Falls eine höhere Vergrößerung und ein besserer Kontrast erzielt werden sollen, können elektronische Hilfsmittel wie beispielsweise das Bildschirmlesegerät hinzugezogen werden. Dabei wird das Schriftstück auf einen beweglichen „Kreuztisch" gelegt und in Echtzeit auf einen Bildschirm übertragen. Bei einigen Geräten bieten der Abstand von Kamera zum Kreuztisch genügend Platz, um handschriftliche Notizen auf dem Dokument vornehmen zu können. Außerdem bieten Geräte mit PC-Anschluss die Chance, die Vorlage zu scannen und somit weiter zu bearbeiten.

Liegt durch die Sehbehinderung ein höherer Vergrößerungsbedarf vor, so kann ein großer Bildschirm (20"/30") oder der parallele Einsatz von zwei Monitoren die Arbeit erleichtern. Heutzutage sind die Bildschirme hochwertig ausgerüstet und verfügen über gute Grafikkarten, die eine individuelle, auf die Sehbehinderung angepasste Größen-, Bildschirmausschnitt-, Kontrast- und Farbgestaltungseinstellung erlauben. Ein flexibler Schwenkarm dient dabei dem Benutzer, den Bildschirm individuell in Höhe, Abstand und Winkel zu verstellen.

Liegen die Dokumente in digitaler Form vor, kann man die Windows-eigene Zoomfunktion nutzen. Ist diese unbefriedigend und ineffizient, hilft spezielle Vergrößerungssoftware, den Bildschirminhalt vergrößert darzustellen und die Steuerung durch die Nutzung von Tastaturkombinationen zu beschleunigen. Viele Vergrößerungsprogramme bieten auch eine synthetische Sprachausgabe an, die gewünschten Bildschirminhalte und Menüleisten vorgelesen werden können. Die Nutzung der Sprachausgabe empfiehlt sich besonders für das Lesen langer Texte, um die Augen zu entlasten.
Tipp: An einer Hochschule haben Studierende normalerweise keinen festen Arbeitplatz. Daher ist es sinnvoll, eine Version der Vergrößerungssoftware auf einem USB-Stick zu erwerben, da man dann unabhängig vom Arbeitsplatz jeden Bildschirm mit den eigenen Vergrößerungseinstellungen nutzen kann.

Für die Vergrößerung im Nah- und Fernbereich leisten leichte Kamerasysteme (auch Tafellesegeräte genannt) gute Dienste. Sie eignen sich besonders für einen häufigen Hörsaal- und Seminarraumwechsel im Studium. Mittels (Fern-)Kamera werden Tafelanschriebe eingefangen und auf den Laptopbildschirm projiziert. Einige Geräte bieten darüber hinaus die Möglichkeit, das Bild als Standbild zu speichern und weiter zu bearbeiten.

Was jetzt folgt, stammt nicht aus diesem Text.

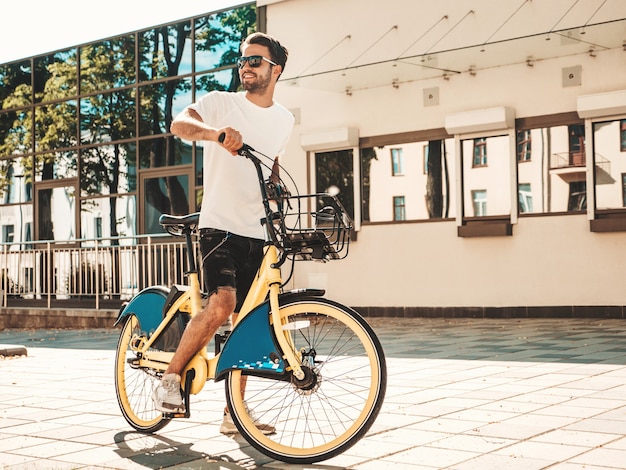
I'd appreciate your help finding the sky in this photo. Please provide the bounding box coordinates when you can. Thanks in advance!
[0,0,241,64]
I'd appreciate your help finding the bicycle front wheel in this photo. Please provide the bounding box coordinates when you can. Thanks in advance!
[226,298,387,464]
[115,315,170,433]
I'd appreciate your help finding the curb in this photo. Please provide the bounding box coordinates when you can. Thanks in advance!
[0,344,28,356]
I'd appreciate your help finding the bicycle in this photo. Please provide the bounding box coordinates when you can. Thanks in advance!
[115,139,387,464]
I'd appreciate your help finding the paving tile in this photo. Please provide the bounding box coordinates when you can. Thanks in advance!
[0,318,626,470]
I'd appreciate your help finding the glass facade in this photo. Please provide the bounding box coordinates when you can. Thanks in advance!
[0,3,256,243]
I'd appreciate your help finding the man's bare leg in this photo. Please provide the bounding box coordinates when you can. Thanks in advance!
[152,288,236,413]
[165,288,236,375]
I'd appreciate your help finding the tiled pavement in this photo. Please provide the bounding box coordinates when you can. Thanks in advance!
[0,318,626,470]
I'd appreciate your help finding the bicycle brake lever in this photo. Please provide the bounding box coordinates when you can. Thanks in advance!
[217,132,254,157]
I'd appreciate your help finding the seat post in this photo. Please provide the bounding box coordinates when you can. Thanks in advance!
[183,226,196,274]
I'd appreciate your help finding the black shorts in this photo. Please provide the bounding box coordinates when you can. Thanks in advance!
[200,228,264,312]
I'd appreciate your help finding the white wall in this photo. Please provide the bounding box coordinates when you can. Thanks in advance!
[267,0,626,307]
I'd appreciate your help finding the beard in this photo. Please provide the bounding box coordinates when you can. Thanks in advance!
[241,71,271,95]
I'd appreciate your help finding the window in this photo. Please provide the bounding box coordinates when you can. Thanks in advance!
[393,196,406,220]
[568,124,585,166]
[472,137,487,166]
[472,189,487,217]
[2,225,15,243]
[315,150,354,218]
[360,138,456,222]
[461,134,510,217]
[592,119,626,210]
[0,3,257,241]
[93,217,102,238]
[517,129,532,162]
[516,117,586,214]
[517,183,533,214]
[567,181,587,212]
[391,148,404,176]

Beim Kauf eines Notebooks sollte darauf geachtet werden, dass sich die Tastatur sowie der Monitor leicht an das Kamerasystem anschließen lassen. Außerdem sollten Sie auf eine lange Akkudauer und ein niedriges Gewicht des Laptops großen Wert legen, gerade wenn flexibles und mobiles Arbeiten gefragt sind. Lassen Sie sich im Hinblick auf die Hilfsmittelausstattung umfassend beraten, auch wenn es um die Wahl des Monitors geht. So bietet der Markt blendempfindlichen Personen matte, entspiegelte Bildschirme an.
Zum Thema Blendempfindlichkeit sollte der Arbeitsplatz optimal ausgeleuchtet sein. Wichtig ist, dass die Grundhelligkeit durch die Verwendung von indirektem Licht im Raum hoch ist. Mit dem Einsatz von künstlichen, blendfreien Lichtquellen sowie der richtigen Platzierung des Schreibtisches können Reflexionen auf dem Bildschirm sowie Schattenbildungen vermieden werden. Auch hier gilt es, die Lichtspender zu erproben und sich ausgiebige Informationen einzuholen.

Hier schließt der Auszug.